The structural architecture of the MD4-200 uses epoxy resin reinforced with carbon fibre and carbon nanotubes (figure 1). The 700x700 mm structure (axis to axis) takes advantage of the composite’s high mechanical strength to reduce weight. The resin is formulated by the French Company Nanoledge which specializes in the integration of nanoparticles into composites. Nanoledge develops innovative new resin systems based on nanoparticles fillers to improve the damage tolerance and electrical conductivity of resins. The fillers used here are Baytubes® C 150 P from Bayer MaterialScience AG. Baytubes are multi-wall carbon nanotube agglomerates with a small outer diameter (an average of 13 to 16 nm in this case), a narrow diameter distribution and an ultrahigh aspect ratio (length-to-diameter ratio, here the length ranges between 1 and 10 μm). These carbon nanotubes show excellent tensile strength and E-modulus, as well as exceptional thermal and electrical conductivity. This carbon monoframe is already a perfect shield against electromagnetic interferences and nanotubes only improve on this characteristic (figure 2).
This rotary-wing aircraft is also equipped with four 370 mm long carbon blades. These blades are removed in case of impact to avoid injuring people. They can also be replaced easily and quickly.

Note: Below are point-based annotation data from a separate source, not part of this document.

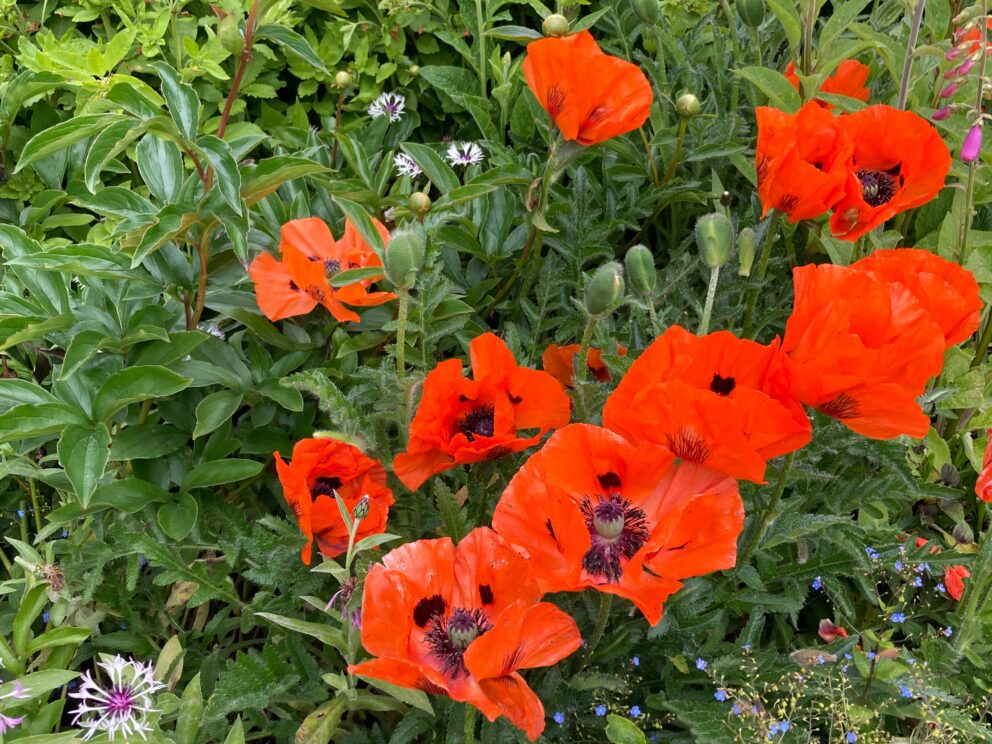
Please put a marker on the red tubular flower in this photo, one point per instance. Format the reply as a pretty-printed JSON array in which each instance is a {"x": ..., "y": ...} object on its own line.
[
  {"x": 948, "y": 292},
  {"x": 310, "y": 256},
  {"x": 716, "y": 400},
  {"x": 861, "y": 350},
  {"x": 462, "y": 421},
  {"x": 558, "y": 362},
  {"x": 596, "y": 511},
  {"x": 462, "y": 622},
  {"x": 899, "y": 161},
  {"x": 591, "y": 96},
  {"x": 801, "y": 161},
  {"x": 319, "y": 468}
]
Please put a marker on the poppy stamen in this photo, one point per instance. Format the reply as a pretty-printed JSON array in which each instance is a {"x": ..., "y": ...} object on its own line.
[
  {"x": 617, "y": 531},
  {"x": 877, "y": 187}
]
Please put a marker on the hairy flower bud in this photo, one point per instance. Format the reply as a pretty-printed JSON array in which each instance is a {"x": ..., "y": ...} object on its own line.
[
  {"x": 605, "y": 289},
  {"x": 641, "y": 272},
  {"x": 715, "y": 238}
]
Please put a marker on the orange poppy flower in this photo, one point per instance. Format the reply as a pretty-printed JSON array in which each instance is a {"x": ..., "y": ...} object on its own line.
[
  {"x": 558, "y": 361},
  {"x": 983, "y": 487},
  {"x": 590, "y": 95},
  {"x": 319, "y": 468},
  {"x": 801, "y": 161},
  {"x": 716, "y": 400},
  {"x": 596, "y": 511},
  {"x": 954, "y": 577},
  {"x": 462, "y": 621},
  {"x": 899, "y": 161},
  {"x": 861, "y": 350},
  {"x": 461, "y": 421},
  {"x": 848, "y": 80},
  {"x": 310, "y": 255},
  {"x": 943, "y": 288}
]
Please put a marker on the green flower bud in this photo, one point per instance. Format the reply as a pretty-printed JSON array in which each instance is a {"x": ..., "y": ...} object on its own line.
[
  {"x": 640, "y": 270},
  {"x": 747, "y": 246},
  {"x": 229, "y": 34},
  {"x": 687, "y": 105},
  {"x": 405, "y": 256},
  {"x": 605, "y": 289},
  {"x": 419, "y": 202},
  {"x": 555, "y": 25},
  {"x": 715, "y": 238},
  {"x": 649, "y": 11},
  {"x": 751, "y": 12}
]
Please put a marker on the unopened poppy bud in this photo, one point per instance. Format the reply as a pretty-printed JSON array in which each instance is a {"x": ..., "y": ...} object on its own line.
[
  {"x": 405, "y": 256},
  {"x": 751, "y": 12},
  {"x": 649, "y": 11},
  {"x": 747, "y": 246},
  {"x": 419, "y": 202},
  {"x": 555, "y": 25},
  {"x": 361, "y": 509},
  {"x": 972, "y": 146},
  {"x": 605, "y": 289},
  {"x": 687, "y": 105},
  {"x": 640, "y": 270},
  {"x": 715, "y": 238}
]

The MD4-200 is a VTOL AUMAV. VTOL stands for Vertical Take Off and Landing, and AUMAV for Autonomous Unmanned Micro Aerial Vehicle. The machine weighs only 900 grams. Its Altitude and Attitude and Heading Reference System (AAHRS) uses accelerometers, gyroscopes and magnetometers, as well as air pressure, humidity and temperature sensors. Thus, it can be remote controlled and operated autonomously by GPS waypoint navigation. The machine can stabilise itself. Its security features, such as autonomous landing on low battery or missing radio signal, prevent it from crashing. According to Microdrones, even inexperienced people can learn to fly the machine in one hour. The highly effective propulsion system produces very little noise, less than 62 dBA at 3 metres distance. With the optional video glasses, the operating range can reach up to 500 metres. Depending on the payload and temperature, the flight duration can reach 20 minutes with its four Li-polymer batteries.
Flying eyes and more
Sharp pictures can be obtained under a wind of 4 metres per second. The drone is used in many different applications up to 150 m from the ground: aerial photography, archaeology, surveillance, plant inspection, fire and rescue services, border control, police, special forces, army, etc. A modular payload concept with a 200 gram capacity allows the drone to be individually equipped for different tasks, e.g.: with a high-resolution digital camera, a daylight colour video sensor, a video sensor near infra-red spectrum, a bolometer, a radio relay station, measuring instruments, etc. The video receiver with an optional notebook can be used for observing and recording any type of mission and duplicating the data on to a CD or DVD.